The FIA should take the lead in pushing through dramatic cost cuts in Formula 1 as teams will never agree a way forward that works, believes Caterham.
Ahead of imminent discussions between teams, the FIA and the sport's commercial chiefs to frame plans for a cost cap, Caterham boss Cyril Abiteboul thinks the governing body should seize control of the issue.
He thinks that expecting teams to approve cost reduction plans, which could hurt their competitiveness, is wrong.
"Is it really the teams' duty?" Abiteboul told AUTOSPORT about whether or not the bigger teams should be left to sort out the sport's financial platform.
"I know everyone is complaining that the bigger teams should be less selfish, and that they should think about the interests of the sport - but put yourself in the shoes of their team principal. All he wants is to win.
"Whether or not Caterham is here and can be competitive, he doesn't care. So I think that everyone has to come back to what his priority is.
"I have my priority and agenda. Stefano [Domenicali] and Christian [Horner] have their own priorities, so I think it is really down to the governing body. If there is a problem it should be down to them to sort out.
"I don't believe in the teams to have the capacity to sort it out. Most of the team principals are employees, who also have to think about their own individual performance, and when it is not good enough they will focus on their own issues.
"It is difficult to be altruist. F1 is not a charity."
PRIZE MONEY DISTRIBUTION A PROBLEM
Abiteboul suggests that one of the factors that has hurt teams is the way that the prize money is distributed in F1, which has tempted some outfits to spend beyond their means to chase success.
"You can encourage cost reduction through the way that you distribute revenue, but we are not going in that direction," he said.

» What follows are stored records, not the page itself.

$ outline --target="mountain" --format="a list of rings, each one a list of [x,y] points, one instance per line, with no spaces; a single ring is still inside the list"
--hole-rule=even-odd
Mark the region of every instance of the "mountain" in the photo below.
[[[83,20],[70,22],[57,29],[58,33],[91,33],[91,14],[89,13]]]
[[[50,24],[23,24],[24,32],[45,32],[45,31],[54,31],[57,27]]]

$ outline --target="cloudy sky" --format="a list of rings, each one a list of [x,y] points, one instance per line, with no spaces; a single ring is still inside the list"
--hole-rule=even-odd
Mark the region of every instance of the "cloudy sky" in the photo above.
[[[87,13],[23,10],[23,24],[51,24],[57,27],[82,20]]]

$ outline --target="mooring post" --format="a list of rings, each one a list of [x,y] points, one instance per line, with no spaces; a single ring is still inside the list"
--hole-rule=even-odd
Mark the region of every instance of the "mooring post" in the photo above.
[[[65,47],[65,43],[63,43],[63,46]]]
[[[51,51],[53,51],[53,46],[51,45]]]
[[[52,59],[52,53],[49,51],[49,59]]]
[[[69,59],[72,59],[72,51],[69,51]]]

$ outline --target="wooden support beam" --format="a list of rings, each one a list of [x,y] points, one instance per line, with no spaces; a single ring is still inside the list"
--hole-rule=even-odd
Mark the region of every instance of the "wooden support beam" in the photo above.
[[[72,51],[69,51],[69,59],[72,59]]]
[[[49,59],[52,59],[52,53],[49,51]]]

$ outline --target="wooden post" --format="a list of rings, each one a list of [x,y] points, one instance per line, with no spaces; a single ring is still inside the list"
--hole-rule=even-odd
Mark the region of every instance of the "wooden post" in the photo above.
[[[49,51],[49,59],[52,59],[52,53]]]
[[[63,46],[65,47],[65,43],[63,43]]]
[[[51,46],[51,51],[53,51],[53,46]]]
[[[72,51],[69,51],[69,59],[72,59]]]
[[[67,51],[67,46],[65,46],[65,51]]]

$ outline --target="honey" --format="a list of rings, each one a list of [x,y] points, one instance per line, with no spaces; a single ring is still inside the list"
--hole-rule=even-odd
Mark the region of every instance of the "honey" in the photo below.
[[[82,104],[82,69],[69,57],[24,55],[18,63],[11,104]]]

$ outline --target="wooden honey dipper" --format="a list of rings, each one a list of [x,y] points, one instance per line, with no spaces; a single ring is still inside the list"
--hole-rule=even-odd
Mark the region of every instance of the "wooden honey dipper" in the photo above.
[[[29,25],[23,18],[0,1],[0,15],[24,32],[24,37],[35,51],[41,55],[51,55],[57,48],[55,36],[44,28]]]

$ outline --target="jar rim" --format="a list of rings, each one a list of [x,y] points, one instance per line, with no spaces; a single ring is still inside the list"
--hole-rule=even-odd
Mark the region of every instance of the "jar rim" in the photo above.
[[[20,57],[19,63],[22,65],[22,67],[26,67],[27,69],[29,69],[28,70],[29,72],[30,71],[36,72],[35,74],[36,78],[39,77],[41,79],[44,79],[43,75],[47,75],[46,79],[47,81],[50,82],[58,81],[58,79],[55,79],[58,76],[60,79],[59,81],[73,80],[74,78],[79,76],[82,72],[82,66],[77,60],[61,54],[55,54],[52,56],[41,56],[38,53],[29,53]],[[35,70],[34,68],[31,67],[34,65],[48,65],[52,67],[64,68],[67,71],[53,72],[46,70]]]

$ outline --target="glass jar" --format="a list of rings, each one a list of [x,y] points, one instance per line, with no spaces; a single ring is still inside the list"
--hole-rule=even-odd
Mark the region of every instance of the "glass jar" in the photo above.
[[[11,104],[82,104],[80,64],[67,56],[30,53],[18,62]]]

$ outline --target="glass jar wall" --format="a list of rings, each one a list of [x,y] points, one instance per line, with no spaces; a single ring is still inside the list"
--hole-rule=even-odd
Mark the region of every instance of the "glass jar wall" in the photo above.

"When you are in this business you are extremely tempted to over spend and over invest, and I believe that is the strategy of a team like Lotus.
"They want to be extremely successful in order to monetise and it comes at the cost potentially of their balance sheet. But can we blame them? No. They are just in the game.
"They are over enthusiastic about the racing element, the competitiveness of their environment. That is an approach.
"I think Sauber, for example, has a completely different approach in making sure it only invests in what it has. It is two different business strategies."